EUA impõem sanções a empresa chinesa por abuso de uigures

WASHINGTON (Reuters) – Os Estados Unidos intensificaram sua pressão econômica na província chinesa de Xinjiang na sexta-feira (31), impondo sanções a uma poderosa empresa chinesa e a duas autoridades pelo que dizem serem abusos de direitos humanos contra uigures e outras minorias étnicas.

A medida, o mais recente golpe nas relações EUA-China, ocorreu uma semana após o presidente dos EUA, Donald Trump, fechar o consulado chinês em Houston, levando Pequim a fechar o consulado dos EUA em Chengdu.

O Departamento do Tesouro dos EUA disse em comunicado que colocou na lista negra o Corpo de Produção e Construção de Xinjiang, também conhecido como XPCC, junto com Sun Jinlong, ex-secretário do XPCC, e Peng Jiarui, vice-secretário e comandante do XPCC, por acusações às quais estão ligados. grave abuso de direitos humanos contra minorias étnicas em Xinjiang.

“Os abusos dos direitos humanos do Partido Comunista Chinês em Xinjiang, China contra uigures e outras minorias muçulmanas são a mancha do século”, disse o secretário de Estado dos EUA, Mike Pompeo, em comunicado.

A China nega maus tratos ao grupo minoritário e diz que os campos que abrigam muitos uigures oferecem treinamento vocacional e são necessários para combater o extremismo.
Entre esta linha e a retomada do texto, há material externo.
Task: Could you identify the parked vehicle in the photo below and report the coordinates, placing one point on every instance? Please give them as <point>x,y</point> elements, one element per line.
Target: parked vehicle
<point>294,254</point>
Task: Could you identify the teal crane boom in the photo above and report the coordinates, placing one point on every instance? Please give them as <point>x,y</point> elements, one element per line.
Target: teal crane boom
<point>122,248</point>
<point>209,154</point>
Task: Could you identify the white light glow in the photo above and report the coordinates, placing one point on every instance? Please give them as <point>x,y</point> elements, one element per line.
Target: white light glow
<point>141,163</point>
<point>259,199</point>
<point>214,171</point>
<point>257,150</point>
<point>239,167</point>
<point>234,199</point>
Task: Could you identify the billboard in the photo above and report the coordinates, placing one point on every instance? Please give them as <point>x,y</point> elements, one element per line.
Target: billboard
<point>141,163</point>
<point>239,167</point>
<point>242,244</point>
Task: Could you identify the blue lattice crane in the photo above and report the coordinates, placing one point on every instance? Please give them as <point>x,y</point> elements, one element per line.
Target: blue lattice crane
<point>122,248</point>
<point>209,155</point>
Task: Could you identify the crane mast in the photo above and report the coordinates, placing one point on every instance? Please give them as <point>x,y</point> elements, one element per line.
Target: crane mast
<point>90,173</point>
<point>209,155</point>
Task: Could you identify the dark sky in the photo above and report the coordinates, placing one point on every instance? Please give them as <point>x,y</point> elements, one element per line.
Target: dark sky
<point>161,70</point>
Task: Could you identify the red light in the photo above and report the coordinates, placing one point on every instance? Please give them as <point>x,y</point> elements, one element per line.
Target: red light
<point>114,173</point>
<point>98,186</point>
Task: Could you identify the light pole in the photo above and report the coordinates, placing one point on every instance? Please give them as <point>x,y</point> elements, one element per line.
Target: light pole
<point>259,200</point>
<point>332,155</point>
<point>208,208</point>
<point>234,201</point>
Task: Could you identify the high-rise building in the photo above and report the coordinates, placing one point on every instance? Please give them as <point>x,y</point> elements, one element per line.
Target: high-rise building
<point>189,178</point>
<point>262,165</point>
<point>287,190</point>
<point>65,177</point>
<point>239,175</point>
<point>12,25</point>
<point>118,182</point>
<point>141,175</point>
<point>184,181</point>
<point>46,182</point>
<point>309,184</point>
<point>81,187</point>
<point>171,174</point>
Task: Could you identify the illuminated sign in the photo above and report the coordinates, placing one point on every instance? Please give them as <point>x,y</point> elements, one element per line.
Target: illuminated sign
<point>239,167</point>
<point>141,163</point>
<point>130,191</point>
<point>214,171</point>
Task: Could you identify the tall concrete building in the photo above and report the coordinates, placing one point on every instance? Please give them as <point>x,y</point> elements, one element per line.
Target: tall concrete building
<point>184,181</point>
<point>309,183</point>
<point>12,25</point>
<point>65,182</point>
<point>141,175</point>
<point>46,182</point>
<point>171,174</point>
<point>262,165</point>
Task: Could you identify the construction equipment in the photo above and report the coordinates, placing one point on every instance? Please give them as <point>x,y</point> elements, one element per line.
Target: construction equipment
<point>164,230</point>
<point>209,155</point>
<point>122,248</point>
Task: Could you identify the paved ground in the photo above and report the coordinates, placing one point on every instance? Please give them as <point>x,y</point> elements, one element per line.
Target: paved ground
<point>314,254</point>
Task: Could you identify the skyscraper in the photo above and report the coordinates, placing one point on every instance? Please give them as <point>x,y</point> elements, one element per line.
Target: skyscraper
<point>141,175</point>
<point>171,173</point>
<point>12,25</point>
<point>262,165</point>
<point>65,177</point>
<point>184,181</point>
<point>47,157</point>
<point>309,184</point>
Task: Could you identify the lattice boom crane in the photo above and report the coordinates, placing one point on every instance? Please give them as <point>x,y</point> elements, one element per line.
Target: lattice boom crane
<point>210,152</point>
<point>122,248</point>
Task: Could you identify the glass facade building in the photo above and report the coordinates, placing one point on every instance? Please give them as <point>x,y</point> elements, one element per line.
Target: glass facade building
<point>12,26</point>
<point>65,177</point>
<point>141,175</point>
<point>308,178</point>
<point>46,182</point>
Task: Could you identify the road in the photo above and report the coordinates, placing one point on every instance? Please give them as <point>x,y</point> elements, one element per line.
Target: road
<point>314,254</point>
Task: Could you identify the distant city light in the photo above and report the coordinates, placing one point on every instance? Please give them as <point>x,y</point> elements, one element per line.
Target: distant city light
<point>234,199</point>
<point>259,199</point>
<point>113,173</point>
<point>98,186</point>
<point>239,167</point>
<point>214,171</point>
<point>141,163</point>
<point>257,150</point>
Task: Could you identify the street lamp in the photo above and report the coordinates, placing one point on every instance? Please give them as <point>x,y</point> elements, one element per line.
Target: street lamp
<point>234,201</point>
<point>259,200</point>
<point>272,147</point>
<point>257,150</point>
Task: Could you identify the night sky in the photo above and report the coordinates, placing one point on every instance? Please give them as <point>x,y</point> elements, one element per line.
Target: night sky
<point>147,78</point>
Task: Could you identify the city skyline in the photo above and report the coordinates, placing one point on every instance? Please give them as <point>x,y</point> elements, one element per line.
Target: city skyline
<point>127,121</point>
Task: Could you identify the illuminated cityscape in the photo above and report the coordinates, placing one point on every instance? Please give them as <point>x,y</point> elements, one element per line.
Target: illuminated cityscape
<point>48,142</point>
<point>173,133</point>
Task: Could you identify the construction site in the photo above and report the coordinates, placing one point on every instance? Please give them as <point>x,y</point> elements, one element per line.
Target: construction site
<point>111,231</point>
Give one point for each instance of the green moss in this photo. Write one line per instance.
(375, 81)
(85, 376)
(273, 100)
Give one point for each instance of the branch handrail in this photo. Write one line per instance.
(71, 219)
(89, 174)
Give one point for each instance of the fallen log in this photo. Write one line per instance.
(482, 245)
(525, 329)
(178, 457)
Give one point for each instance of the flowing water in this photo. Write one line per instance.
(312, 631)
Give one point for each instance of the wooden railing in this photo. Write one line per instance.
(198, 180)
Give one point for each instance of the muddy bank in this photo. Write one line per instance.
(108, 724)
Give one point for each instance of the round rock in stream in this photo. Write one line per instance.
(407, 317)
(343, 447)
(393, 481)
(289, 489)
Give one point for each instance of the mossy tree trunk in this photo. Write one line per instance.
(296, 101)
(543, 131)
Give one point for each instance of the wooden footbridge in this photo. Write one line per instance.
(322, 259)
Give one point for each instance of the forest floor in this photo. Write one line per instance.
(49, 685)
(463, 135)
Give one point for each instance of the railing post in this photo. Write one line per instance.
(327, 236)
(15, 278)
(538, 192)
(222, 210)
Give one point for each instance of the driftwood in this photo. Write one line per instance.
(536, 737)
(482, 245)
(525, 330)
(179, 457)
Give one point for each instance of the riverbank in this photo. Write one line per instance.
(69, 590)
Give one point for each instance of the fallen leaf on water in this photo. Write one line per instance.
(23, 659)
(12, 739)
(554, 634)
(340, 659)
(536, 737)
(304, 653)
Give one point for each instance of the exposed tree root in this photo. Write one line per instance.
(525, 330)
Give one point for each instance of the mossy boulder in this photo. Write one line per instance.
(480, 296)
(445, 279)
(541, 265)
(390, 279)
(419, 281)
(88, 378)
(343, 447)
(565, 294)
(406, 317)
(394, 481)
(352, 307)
A ação de Washington congela quaisquer ativos americanos da empresa e funcionários; geralmente proíbe os americanos de lidar com eles; e bares Sun Jinlong e Peng Jiarui de viajar para os Estados Unidos.

Um alto funcionário do governo, falando sob condição de anonimato, descreveu a empresa como “uma organização secreta e paramilitar que desempenha uma variedade de funções sob o controle direto” do Partido Comunista Chinês (PCC).

“Eles estão diretamente envolvidos na implementação da abrangente vigilância, detenção e doutrinação do PCCh … que todos sabemos que tem como alvo os uigures e membros de outras minorias étnicas em Xinjiang”, disse a autoridade.

O Tesouro também emitiu uma licença, autorizando determinadas transações e atividades de descontinuação e desinvestimento relacionadas a subsidiárias da XPCC bloqueadas até 30 de setembro.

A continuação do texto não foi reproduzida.